Abu Muslim Al Khaulany berkata: Aku masuk ke Masjid Damaskus. Ternyata di dalamnya ada sebuah halaqah ilmiah yang diisi oleh beberapa sahabat Nabi Saw yang ternama.

Aku lihat ada seorang pemuda yang memiliki mata yang lentik dan gigi yang berkilau. Setiap kali para sahabat tadi berselisih tentang suatu permasalahan, maka mereka akan mengembalikan permasalahan tersebut kepada pemuda ini. Aku pun bertanya kepada orang yang duduk di sampingku: “Siapakah dia?!” Ia menjawab: “Dia adalah Muadz bin Jabal.”

Hal itu tidak mengherankan, sebab Muadz dididik langsung oleh Rasulullah Saw sejak kecil. Sehingga ia telah menyerap ilmu langsung dari sumbernya yang subur. Ia telah mengambil ilmu pengetahuan dari sumbernya yang asli. Ia telah menjadi murid terbaik dari guru yang terbaik.

Cukup sabda Rasul Saw menjadi jaminan kecerdasan Muadz saat Beliau bersabda: “Manusia yang paling mengerti akan hal-hal yang halal & haram dalam ummatku adalah Mu’adz bin Jabal.”

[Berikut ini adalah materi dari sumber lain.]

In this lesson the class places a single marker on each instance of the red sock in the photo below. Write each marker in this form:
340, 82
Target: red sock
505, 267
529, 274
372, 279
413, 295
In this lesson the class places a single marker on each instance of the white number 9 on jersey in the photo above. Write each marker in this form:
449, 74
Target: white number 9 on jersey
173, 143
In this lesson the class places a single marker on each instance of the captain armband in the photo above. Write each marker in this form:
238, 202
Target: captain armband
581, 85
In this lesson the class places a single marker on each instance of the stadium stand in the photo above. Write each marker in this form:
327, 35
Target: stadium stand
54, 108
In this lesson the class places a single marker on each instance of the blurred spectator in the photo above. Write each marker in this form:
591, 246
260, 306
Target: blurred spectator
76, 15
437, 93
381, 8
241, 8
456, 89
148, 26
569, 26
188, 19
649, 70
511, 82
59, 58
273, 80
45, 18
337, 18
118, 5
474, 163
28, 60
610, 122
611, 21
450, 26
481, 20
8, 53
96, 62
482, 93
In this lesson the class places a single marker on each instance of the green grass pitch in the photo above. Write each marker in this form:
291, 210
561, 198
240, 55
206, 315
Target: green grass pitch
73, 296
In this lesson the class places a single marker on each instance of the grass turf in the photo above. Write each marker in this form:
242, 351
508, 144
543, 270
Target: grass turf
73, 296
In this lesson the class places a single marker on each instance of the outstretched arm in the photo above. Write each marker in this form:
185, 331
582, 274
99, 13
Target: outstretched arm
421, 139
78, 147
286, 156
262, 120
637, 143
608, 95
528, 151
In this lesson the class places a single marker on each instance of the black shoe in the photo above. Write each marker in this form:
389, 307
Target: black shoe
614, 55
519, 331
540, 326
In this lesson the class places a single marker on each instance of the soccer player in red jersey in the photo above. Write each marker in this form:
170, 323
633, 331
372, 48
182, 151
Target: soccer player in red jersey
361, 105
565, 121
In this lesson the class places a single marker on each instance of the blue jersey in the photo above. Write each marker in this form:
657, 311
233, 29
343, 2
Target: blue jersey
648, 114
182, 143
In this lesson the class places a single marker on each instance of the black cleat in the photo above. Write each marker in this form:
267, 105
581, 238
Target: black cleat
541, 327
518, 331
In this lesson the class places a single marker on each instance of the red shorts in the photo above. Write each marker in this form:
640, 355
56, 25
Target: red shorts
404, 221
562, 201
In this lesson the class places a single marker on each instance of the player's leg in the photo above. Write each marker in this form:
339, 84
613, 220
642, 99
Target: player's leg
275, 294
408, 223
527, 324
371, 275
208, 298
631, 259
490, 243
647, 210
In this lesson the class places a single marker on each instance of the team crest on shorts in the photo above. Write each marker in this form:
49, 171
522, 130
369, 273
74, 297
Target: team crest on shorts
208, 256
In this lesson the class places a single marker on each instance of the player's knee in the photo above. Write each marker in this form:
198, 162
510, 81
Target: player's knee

Ia layak untuk memiliki keutamaan atas ummat Muhammad Saw yang lain sebab dia adalah salah satu dari 6 orang yang bertugas untuk mengumpulkan Al Qur’an pada masa Rasulullah Saw.

Oleh karenanya, jika para sahabat Rasulullah Saw sedang berbicara dan Muadz berada di tengah mereka, maka para sahabat tadi akan memuliakan dirinya sebagai rasa penghormatan atas ilmu yang ia miliki.